Similarly, according to the International Energy Agency, a ChatGPT query uses about 10 times the amount of energy as a Google search (2.9 Wh vs. 0.3 Wh). Although widely cited, this value is dated and the actual value might be 60x instead of 10x.

LLMs should not be used to do math problems and probably for not simple searches either, so these examples are not to call in doubt the general usefulness of AI. However, when considering how efficient data centers or LLMs are, it is important to compare it to other ways to do the same thing (e.g., a math problem or a search), not to a common data center baseline.

Buildings

Misaligned efficiency metrics can also obscure how much energy buildings use. By focusing only on an efficiency rating (e.g., the SEER value of an air conditioner), it can be difficult for users to compare how much energy is actually used. For example, savings from installing a heat pump may be lower than expected if the weather is significantly different from the previous year, or one building may have different savings because it is a different size. When evaluating energy efficiency, it is important to normalize the results to be able to compare the actual impact in the unit of interest (e.g., the energy needed to heat the same home in a typical meteorological year or the energy use per square foot in different buildings). In industrial facilities, sometimes improvements in efficiency lead to lower than expected savings because of production increases. To really compare the impact of the intervention, one must look at how the energy use per manufactured widget changes over time, not the total energy use.

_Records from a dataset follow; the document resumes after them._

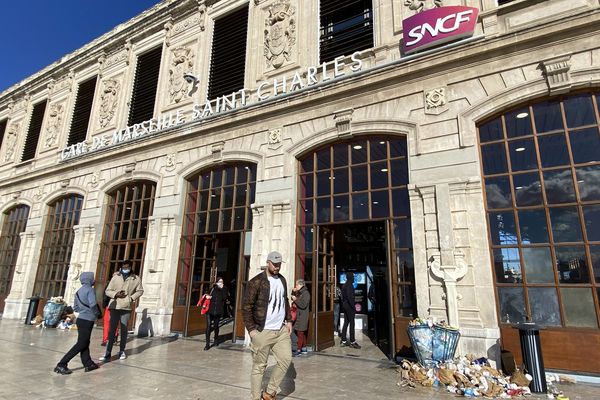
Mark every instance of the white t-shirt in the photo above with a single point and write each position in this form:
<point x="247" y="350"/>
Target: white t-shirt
<point x="276" y="310"/>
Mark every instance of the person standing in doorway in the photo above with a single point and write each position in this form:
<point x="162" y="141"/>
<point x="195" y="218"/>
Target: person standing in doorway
<point x="348" y="305"/>
<point x="267" y="317"/>
<point x="301" y="299"/>
<point x="218" y="298"/>
<point x="124" y="289"/>
<point x="85" y="304"/>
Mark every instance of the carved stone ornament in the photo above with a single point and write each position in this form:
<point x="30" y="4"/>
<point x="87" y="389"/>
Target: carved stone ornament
<point x="435" y="101"/>
<point x="280" y="33"/>
<point x="109" y="99"/>
<point x="557" y="73"/>
<point x="181" y="63"/>
<point x="12" y="136"/>
<point x="55" y="119"/>
<point x="422" y="5"/>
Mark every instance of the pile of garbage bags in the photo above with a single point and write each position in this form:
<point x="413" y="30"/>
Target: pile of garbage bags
<point x="469" y="377"/>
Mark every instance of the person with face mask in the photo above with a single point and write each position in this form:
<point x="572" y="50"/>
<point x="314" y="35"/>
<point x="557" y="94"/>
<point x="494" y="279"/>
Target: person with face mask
<point x="124" y="289"/>
<point x="218" y="298"/>
<point x="85" y="304"/>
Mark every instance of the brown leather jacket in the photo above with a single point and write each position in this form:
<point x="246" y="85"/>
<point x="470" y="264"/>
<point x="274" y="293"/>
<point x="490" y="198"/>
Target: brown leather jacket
<point x="256" y="300"/>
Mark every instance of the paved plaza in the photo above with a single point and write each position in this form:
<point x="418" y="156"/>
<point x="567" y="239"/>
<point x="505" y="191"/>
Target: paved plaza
<point x="178" y="368"/>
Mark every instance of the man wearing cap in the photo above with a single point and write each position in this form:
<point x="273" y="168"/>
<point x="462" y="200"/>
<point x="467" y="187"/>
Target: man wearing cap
<point x="267" y="318"/>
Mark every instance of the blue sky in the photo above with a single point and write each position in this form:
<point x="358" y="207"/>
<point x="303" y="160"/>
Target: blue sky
<point x="35" y="33"/>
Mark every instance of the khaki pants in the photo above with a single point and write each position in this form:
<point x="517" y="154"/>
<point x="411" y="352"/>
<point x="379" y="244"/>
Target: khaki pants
<point x="262" y="344"/>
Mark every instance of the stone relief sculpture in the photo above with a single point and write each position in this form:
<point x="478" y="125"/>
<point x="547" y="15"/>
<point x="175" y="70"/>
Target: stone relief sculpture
<point x="12" y="134"/>
<point x="182" y="62"/>
<point x="55" y="118"/>
<point x="280" y="33"/>
<point x="109" y="98"/>
<point x="421" y="5"/>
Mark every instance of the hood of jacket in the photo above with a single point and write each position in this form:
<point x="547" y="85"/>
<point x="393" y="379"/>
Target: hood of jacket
<point x="87" y="278"/>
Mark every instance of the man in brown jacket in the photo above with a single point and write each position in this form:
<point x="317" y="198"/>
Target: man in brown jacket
<point x="124" y="289"/>
<point x="267" y="317"/>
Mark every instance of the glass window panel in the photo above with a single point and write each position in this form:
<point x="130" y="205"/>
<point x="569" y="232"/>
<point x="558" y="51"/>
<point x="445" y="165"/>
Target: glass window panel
<point x="307" y="214"/>
<point x="402" y="233"/>
<point x="341" y="211"/>
<point x="559" y="186"/>
<point x="379" y="175"/>
<point x="585" y="145"/>
<point x="522" y="155"/>
<point x="323" y="183"/>
<point x="491" y="131"/>
<point x="358" y="152"/>
<point x="399" y="172"/>
<point x="359" y="178"/>
<point x="306" y="186"/>
<point x="324" y="210"/>
<point x="494" y="159"/>
<point x="360" y="206"/>
<point x="378" y="149"/>
<point x="565" y="224"/>
<point x="324" y="159"/>
<point x="340" y="155"/>
<point x="497" y="192"/>
<point x="401" y="202"/>
<point x="518" y="123"/>
<point x="553" y="150"/>
<point x="571" y="264"/>
<point x="595" y="254"/>
<point x="380" y="204"/>
<point x="543" y="303"/>
<point x="340" y="183"/>
<point x="528" y="189"/>
<point x="398" y="147"/>
<point x="507" y="265"/>
<point x="579" y="110"/>
<point x="533" y="226"/>
<point x="537" y="262"/>
<point x="307" y="164"/>
<point x="512" y="305"/>
<point x="547" y="116"/>
<point x="578" y="304"/>
<point x="238" y="218"/>
<point x="591" y="215"/>
<point x="588" y="181"/>
<point x="503" y="228"/>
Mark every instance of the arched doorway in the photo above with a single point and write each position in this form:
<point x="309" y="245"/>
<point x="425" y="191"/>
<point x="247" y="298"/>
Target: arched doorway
<point x="354" y="215"/>
<point x="215" y="241"/>
<point x="541" y="173"/>
<point x="125" y="230"/>
<point x="14" y="222"/>
<point x="55" y="256"/>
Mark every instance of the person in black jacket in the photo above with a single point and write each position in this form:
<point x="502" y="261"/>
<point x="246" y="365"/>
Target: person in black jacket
<point x="349" y="311"/>
<point x="218" y="296"/>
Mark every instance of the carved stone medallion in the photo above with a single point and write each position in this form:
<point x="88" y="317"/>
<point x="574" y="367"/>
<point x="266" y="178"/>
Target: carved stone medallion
<point x="280" y="33"/>
<point x="182" y="62"/>
<point x="109" y="99"/>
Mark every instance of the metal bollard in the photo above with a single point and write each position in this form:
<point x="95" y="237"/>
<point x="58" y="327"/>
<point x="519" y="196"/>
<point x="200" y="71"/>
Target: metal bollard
<point x="34" y="301"/>
<point x="531" y="349"/>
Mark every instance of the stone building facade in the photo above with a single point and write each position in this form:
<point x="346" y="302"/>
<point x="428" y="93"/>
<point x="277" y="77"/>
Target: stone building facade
<point x="446" y="252"/>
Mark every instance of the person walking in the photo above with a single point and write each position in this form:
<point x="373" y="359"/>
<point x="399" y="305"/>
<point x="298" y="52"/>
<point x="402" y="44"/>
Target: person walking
<point x="85" y="304"/>
<point x="219" y="296"/>
<point x="124" y="289"/>
<point x="267" y="317"/>
<point x="301" y="299"/>
<point x="349" y="312"/>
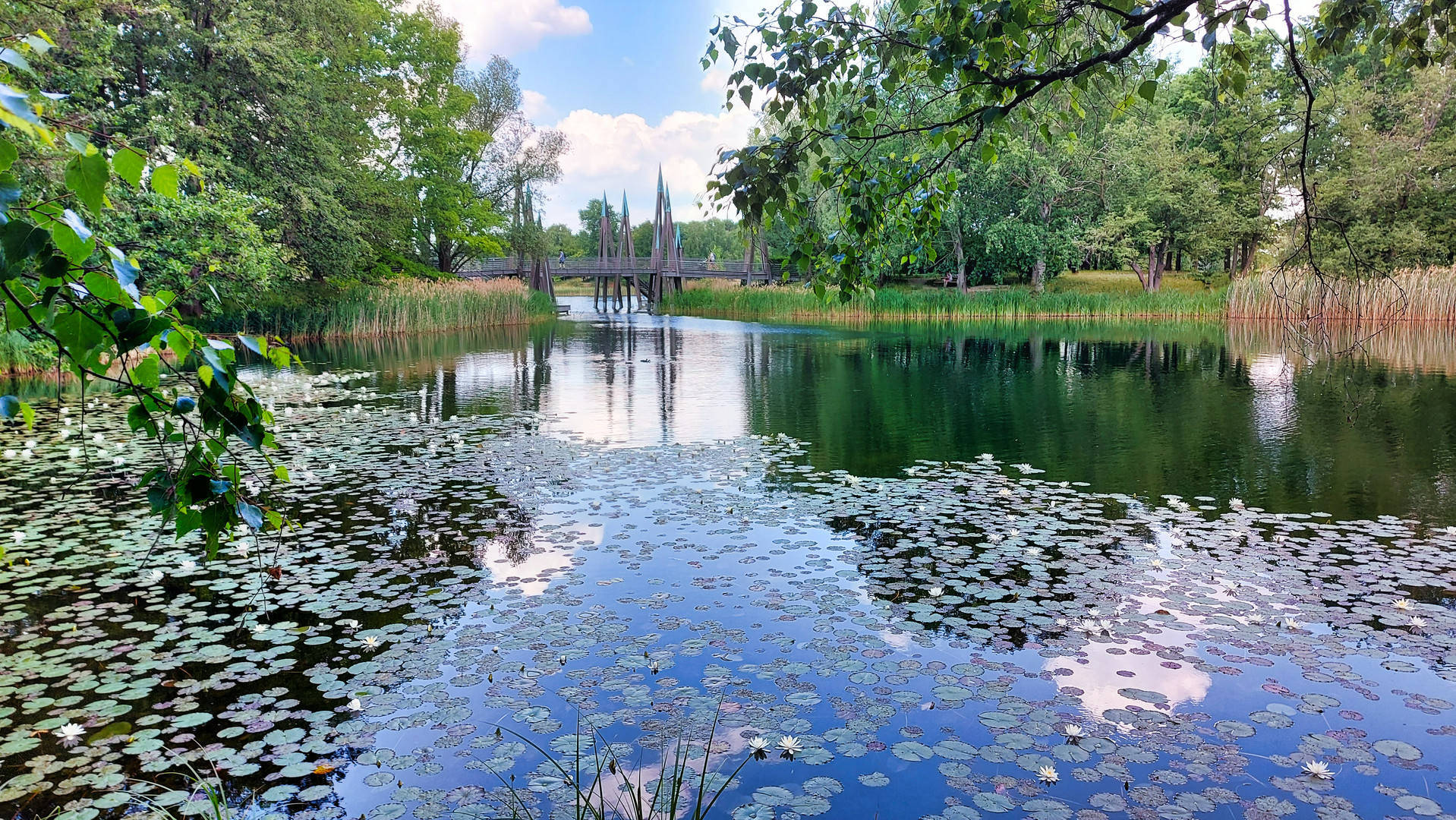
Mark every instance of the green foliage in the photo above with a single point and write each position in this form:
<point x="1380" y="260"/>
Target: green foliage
<point x="65" y="280"/>
<point x="874" y="120"/>
<point x="353" y="125"/>
<point x="797" y="303"/>
<point x="312" y="312"/>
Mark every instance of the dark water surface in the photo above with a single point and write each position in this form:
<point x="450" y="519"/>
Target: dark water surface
<point x="1149" y="411"/>
<point x="1050" y="572"/>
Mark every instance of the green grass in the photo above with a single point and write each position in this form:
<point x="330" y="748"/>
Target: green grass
<point x="24" y="357"/>
<point x="896" y="303"/>
<point x="382" y="311"/>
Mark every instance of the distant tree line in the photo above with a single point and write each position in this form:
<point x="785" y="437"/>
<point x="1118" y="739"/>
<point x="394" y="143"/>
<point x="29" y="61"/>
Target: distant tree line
<point x="1024" y="139"/>
<point x="338" y="142"/>
<point x="718" y="238"/>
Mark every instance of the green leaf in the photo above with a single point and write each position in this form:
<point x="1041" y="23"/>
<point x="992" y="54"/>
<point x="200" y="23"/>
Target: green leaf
<point x="165" y="181"/>
<point x="88" y="175"/>
<point x="102" y="287"/>
<point x="144" y="374"/>
<point x="128" y="165"/>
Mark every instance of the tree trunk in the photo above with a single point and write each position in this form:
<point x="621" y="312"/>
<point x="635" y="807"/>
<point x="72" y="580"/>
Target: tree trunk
<point x="960" y="264"/>
<point x="1158" y="258"/>
<point x="1038" y="271"/>
<point x="1246" y="264"/>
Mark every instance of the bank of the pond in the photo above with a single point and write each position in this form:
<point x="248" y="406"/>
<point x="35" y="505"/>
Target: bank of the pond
<point x="20" y="356"/>
<point x="799" y="303"/>
<point x="390" y="309"/>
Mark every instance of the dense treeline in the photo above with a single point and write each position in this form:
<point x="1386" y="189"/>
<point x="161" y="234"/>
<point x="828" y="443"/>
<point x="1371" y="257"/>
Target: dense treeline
<point x="1024" y="139"/>
<point x="339" y="142"/>
<point x="1202" y="181"/>
<point x="723" y="239"/>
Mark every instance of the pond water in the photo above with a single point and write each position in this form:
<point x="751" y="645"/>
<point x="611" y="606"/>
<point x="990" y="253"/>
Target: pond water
<point x="1046" y="571"/>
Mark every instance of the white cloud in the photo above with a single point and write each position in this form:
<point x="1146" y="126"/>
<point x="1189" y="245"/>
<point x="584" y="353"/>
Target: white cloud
<point x="512" y="27"/>
<point x="623" y="152"/>
<point x="715" y="80"/>
<point x="534" y="106"/>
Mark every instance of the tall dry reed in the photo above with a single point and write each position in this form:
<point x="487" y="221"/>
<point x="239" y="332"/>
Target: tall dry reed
<point x="405" y="308"/>
<point x="1426" y="295"/>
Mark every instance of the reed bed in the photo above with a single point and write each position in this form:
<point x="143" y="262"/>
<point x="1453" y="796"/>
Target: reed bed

[1] Once you start considering electric vehicles vs. internal combustion engines, it gets even more interesting. A recent Yale study estimates that for ICE cars, only 16-25% of the energy goes to the wheels compared to 87-91% for EVs. Factoring in how the electricity is generated (e.g., through fossil fuels or renewables) adds another layer of fun complexity.

[2] The post is about a year old, so some of the information may be outdated.

[3] This only calculates the computing time of the iPhone. If you also included the time that the screen was on to enter the equation (say 5 seconds), it comes out to 0.0116, which is still 86 times more efficient than an LLM.